The Han dynasty, began in 202 B.C.E., chose a loose money policy to increase the money supply. In 182 B.C.E., the Han reduced the weight of its coins by 80%, leading to inflation. This prompted the dynasty to increase the metallic content of coins in 175 B.C.E, although the new coins were still lighter than before. The court also allowed the minting of private coins, which went against previous guidelines. Counselor Jia Yi criticized this decision, arguing it would lead people to neglect agriculture for profit in trade and mining. He claimed free coinage created confusion in the marketplace and could cause further inflation, making life harder for consumers. Jia insisted that coinage should only be controlled by the ruler. Even Sima Qian, who usually supported free economic policies, believed that coinage should only be controlled by the government.

In the early Han period, princes and ministers who benefited from free coinage became very wealthy, rivaling the emperor's wealth, which led to unrest. Therefore, Emperor Wu, who ruled from 141-87 B.C.E., reinstated the government's control over coinage in 113 B.C.E. He also created various fiat currencies to fund his expensive foreign wars. Despite his efforts, attempts to prevent counterfeiting failed, but under his rule, the Han introduced the "Wushu" coin in 118 B.C.E., which became the main currency until the seventh century. Emperor Wu's monetary policies became the major theme in the court debates of his successor in 81 B.C.E, known as the "Salt and Iron Debates". Arguments against the state monopoly on coinage were not favored by future monarchs. The court debate in 81 B.C.E. was the final major challenge to sovereign currency. During the Period of Disunion and the Tang dynasty, ideas of free coinage arose among statesmen but were quickly rejected.

==Late imperial China==
===Paper currency===
In the Song dynasty, bronze coin was the main currency, while iron coin and paper money were seen as lesser. However, in the Yuan dynasty, paper money became the primary currency, with coins viewed as secondary. This change happened because paper money was issued in large amounts. By the mid-Ming dynasty period, silver took over as the main currency, and later exchanges between silver and coin were regulated.

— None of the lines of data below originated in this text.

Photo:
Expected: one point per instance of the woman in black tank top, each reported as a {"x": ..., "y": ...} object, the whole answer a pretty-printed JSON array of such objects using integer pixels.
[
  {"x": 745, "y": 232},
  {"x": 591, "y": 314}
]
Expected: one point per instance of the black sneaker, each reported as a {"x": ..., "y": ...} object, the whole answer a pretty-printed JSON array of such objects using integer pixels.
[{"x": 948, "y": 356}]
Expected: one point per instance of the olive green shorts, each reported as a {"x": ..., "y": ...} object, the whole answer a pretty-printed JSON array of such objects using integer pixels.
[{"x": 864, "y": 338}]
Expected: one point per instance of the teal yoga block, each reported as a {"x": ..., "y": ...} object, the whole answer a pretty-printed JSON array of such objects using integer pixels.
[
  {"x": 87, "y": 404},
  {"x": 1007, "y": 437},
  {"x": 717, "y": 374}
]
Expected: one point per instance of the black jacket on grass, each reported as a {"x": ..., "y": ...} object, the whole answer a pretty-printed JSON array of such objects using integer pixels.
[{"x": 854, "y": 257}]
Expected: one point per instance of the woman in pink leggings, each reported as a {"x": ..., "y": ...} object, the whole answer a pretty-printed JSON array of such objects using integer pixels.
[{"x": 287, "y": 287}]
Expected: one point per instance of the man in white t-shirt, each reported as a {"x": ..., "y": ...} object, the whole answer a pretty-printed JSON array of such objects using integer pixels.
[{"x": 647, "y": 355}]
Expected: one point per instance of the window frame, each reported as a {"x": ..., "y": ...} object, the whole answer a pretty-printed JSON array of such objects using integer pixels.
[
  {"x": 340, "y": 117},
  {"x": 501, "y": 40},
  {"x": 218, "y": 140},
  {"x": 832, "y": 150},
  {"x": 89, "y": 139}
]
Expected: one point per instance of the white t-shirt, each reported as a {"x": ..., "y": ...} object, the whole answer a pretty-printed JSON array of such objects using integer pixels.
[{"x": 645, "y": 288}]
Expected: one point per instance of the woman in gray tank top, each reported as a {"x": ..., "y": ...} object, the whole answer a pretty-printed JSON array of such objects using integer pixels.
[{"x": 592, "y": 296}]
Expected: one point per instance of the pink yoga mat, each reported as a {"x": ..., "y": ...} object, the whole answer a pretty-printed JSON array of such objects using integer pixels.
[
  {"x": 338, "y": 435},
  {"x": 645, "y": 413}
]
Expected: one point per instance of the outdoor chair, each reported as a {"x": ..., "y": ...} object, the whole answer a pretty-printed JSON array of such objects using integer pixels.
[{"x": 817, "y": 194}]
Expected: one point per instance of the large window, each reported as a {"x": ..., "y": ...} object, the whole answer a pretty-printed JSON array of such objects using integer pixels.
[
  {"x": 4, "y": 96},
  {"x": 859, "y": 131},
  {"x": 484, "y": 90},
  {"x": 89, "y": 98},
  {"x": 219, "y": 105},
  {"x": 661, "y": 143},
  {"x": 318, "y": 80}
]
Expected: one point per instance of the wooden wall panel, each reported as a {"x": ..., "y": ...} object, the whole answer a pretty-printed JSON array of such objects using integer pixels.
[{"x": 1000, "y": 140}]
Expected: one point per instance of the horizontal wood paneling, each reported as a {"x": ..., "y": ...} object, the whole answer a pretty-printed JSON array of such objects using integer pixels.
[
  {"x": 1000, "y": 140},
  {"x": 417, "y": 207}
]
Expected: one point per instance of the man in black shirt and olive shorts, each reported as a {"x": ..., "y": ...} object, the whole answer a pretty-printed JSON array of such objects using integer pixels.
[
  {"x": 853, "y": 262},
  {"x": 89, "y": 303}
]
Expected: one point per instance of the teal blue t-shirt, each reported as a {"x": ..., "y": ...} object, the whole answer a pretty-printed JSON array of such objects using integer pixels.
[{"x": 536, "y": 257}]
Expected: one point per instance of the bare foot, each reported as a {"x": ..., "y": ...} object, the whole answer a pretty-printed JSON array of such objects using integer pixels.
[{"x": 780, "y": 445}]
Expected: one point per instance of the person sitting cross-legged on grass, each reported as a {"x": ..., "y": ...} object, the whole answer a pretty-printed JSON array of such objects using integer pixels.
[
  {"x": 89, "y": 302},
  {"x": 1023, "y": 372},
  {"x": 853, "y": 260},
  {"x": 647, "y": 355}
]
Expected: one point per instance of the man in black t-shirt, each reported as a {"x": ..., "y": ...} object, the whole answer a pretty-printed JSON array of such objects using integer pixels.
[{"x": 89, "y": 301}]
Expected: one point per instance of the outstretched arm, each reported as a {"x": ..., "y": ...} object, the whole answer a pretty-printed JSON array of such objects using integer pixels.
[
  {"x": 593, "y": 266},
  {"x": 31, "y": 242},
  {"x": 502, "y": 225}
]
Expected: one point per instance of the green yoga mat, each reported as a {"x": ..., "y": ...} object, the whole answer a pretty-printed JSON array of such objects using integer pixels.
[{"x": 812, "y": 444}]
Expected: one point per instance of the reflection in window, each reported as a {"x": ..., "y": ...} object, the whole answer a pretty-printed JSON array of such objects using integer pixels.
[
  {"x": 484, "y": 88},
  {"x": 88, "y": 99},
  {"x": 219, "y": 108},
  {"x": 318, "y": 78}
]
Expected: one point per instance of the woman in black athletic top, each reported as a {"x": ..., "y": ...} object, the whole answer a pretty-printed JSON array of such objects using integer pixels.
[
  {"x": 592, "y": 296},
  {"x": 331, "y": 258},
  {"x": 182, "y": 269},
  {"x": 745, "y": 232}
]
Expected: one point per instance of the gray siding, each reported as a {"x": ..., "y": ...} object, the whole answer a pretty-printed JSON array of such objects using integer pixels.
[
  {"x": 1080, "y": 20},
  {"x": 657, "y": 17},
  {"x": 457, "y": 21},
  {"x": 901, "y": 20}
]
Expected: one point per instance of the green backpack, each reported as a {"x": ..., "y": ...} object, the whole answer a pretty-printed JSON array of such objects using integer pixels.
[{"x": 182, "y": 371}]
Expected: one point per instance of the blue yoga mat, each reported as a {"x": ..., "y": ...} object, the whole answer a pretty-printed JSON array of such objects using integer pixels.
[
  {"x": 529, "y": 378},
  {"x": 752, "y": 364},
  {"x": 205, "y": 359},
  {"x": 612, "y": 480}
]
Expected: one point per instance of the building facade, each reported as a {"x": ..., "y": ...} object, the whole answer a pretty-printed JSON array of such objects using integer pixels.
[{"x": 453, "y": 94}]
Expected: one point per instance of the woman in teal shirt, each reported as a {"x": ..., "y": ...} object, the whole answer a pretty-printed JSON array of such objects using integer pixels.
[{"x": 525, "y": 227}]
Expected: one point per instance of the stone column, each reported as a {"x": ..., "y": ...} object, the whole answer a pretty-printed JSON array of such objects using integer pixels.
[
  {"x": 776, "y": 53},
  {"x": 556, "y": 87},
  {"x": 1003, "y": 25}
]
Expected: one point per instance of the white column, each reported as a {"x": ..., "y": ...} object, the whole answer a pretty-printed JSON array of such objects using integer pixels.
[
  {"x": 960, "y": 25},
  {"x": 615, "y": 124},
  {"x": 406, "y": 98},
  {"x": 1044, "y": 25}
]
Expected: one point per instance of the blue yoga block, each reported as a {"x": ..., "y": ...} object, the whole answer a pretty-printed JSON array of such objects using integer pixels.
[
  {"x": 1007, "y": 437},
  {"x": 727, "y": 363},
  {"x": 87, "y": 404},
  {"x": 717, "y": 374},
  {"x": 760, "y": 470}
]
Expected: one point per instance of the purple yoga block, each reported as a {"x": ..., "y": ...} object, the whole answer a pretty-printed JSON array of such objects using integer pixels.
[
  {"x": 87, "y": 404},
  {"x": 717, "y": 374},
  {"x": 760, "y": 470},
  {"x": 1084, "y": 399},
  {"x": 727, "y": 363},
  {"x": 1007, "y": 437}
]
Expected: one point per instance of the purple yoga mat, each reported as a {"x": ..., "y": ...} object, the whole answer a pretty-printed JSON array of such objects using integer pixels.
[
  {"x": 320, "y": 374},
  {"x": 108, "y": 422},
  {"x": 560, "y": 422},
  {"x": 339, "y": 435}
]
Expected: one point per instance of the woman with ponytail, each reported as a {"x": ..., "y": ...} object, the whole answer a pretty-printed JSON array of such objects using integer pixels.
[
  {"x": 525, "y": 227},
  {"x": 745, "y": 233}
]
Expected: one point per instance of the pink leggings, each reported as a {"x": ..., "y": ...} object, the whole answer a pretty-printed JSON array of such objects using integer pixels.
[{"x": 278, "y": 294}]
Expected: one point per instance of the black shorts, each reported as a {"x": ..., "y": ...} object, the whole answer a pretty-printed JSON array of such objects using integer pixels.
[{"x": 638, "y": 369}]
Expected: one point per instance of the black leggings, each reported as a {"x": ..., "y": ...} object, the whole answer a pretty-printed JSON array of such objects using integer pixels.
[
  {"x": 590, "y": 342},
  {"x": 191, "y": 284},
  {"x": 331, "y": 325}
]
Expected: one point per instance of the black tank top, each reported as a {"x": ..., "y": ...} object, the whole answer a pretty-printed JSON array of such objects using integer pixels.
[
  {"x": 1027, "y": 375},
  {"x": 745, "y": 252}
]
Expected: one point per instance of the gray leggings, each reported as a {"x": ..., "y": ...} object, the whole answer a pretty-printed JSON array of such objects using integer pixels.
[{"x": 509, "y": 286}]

====Issues with paper money====
To ensure stable exchange rates between different currencies, Song statesmen relied on the quantity theorem from Guanzi. They believed that monetary authorities must control the emission of bronze coins and paper currency to maintain stable ratios. Confidence in paper currency depended on the government's promise to convert it into hard currency. While principles of convertibility and stability were essential for a sound currency system, they were often ignored due to excessive issuance of paper money for deficit spending.

By the thirteenth century, people lost trust in paper money, challenging the idea that currency was strictly controlled by the state. The Southern Song government began printing large amounts of paper currency to manage its debt, leading many officials to shift from chartalism to metallism, as faith in state power weakened after the fall of Wang Anshi's reforms.

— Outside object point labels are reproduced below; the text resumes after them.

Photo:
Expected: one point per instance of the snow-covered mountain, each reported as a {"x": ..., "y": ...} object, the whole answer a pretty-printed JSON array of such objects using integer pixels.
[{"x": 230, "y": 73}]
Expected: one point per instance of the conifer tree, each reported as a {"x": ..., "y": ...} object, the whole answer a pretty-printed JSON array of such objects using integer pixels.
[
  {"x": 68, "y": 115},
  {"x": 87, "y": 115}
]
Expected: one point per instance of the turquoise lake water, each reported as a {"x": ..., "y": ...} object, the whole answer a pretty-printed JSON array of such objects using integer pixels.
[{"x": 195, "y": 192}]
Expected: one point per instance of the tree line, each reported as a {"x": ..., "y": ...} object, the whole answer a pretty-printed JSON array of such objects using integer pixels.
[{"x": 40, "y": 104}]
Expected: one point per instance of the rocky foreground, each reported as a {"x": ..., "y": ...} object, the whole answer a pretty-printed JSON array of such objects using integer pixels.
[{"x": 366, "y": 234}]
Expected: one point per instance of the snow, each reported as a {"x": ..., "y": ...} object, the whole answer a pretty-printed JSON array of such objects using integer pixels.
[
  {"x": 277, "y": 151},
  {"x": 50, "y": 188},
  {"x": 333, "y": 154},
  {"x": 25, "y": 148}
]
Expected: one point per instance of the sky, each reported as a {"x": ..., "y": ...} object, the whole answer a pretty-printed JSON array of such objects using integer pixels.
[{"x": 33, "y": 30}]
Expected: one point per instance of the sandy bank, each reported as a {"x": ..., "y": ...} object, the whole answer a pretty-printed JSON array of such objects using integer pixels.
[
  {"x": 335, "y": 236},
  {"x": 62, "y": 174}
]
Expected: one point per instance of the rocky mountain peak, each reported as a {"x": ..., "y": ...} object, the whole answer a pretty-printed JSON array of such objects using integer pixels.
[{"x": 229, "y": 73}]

====Attempts on reviving paper money====

Zhu Yuanzhang, first emperor of Ming

The Ming dynasty's approach to money focused on using it as a tool for collecting revenue and keeping prices stable. They prioritized a fiat currency because it gave them control. The state was not concerned with the intrinsic value of money, such as a coin's metal content, as this could hinder the states' economic goals. Even after the Yuan dynasty's paper money suffered from inflation, the concept of a government-backed currency remained respected in Chinese political thought. Ming writer Ye Ziqi (c.1327 - 1390) argued in 1378 that paper money was not inherently flawed, he blamed the Yuan dynasty's policies for the currency's collapse. He stressed that for paper money to be successful, it had to be backed by sufficient reserves of precious metals or coins, a principle the Ming state embraced by making its paper currency convertible with coin.

Unlike the Yuan, the Ming aimed to supplement their paper notes with bronze coins. However, the Ming's "baochao" paper currency was nonconvertible from the start as it could not be exchanged for hard currency like silver, a precious metal gaining attraction from merchants in trade. This differed from the Yuan, which initially backed its paper money with silver. The lack of convertibility caused a significant gap between the paper money's nominal value and its actual market value. Under Emperor Zhu Yuanzhang, the Ming government's monetary policy was erratic. It tried to stop the use of silver in trade, but the paper money continued to lose value, even compared to coins. The state's response was inconsistent. For instance, creation of mints were opened and closed, and the printing of new paper money was frequently stopped and restarted during the 1370s and 1380s. This "tinkering" failed to halt the currency's depreciation. By 1390, the one-guan note was worth only a quarter of its face value, but the emperor resisted pressure to devalue it.

The Yongle Emperor tried to keep the monetary policies of his father by banning silver and issuing more paper money, however, retreated into issuing coins. His successor, Xuande Emperor, continued promoting the "baochao" as the fiat currency which also became unsuccessful. During the final years of his reign, many Chinese regions eventually adopted silver as their main currency. In 1436, Beijing started paying their military officers with silver. That same year, Huang Fu, minister of revenue, proposed to use silver as reserves backing the paper currency but no action was taken from the government. The government then lifted their ban on the precious metal.

===Qing dynasty===

By the half of the 19th century, the Qing central government started to experiment with new forms of currency. This included printing paper money and minting coins with a higher value than a single cash coin. Around 1880, they began to produce machine-struck coins in the Western style, specifically in brass and silver.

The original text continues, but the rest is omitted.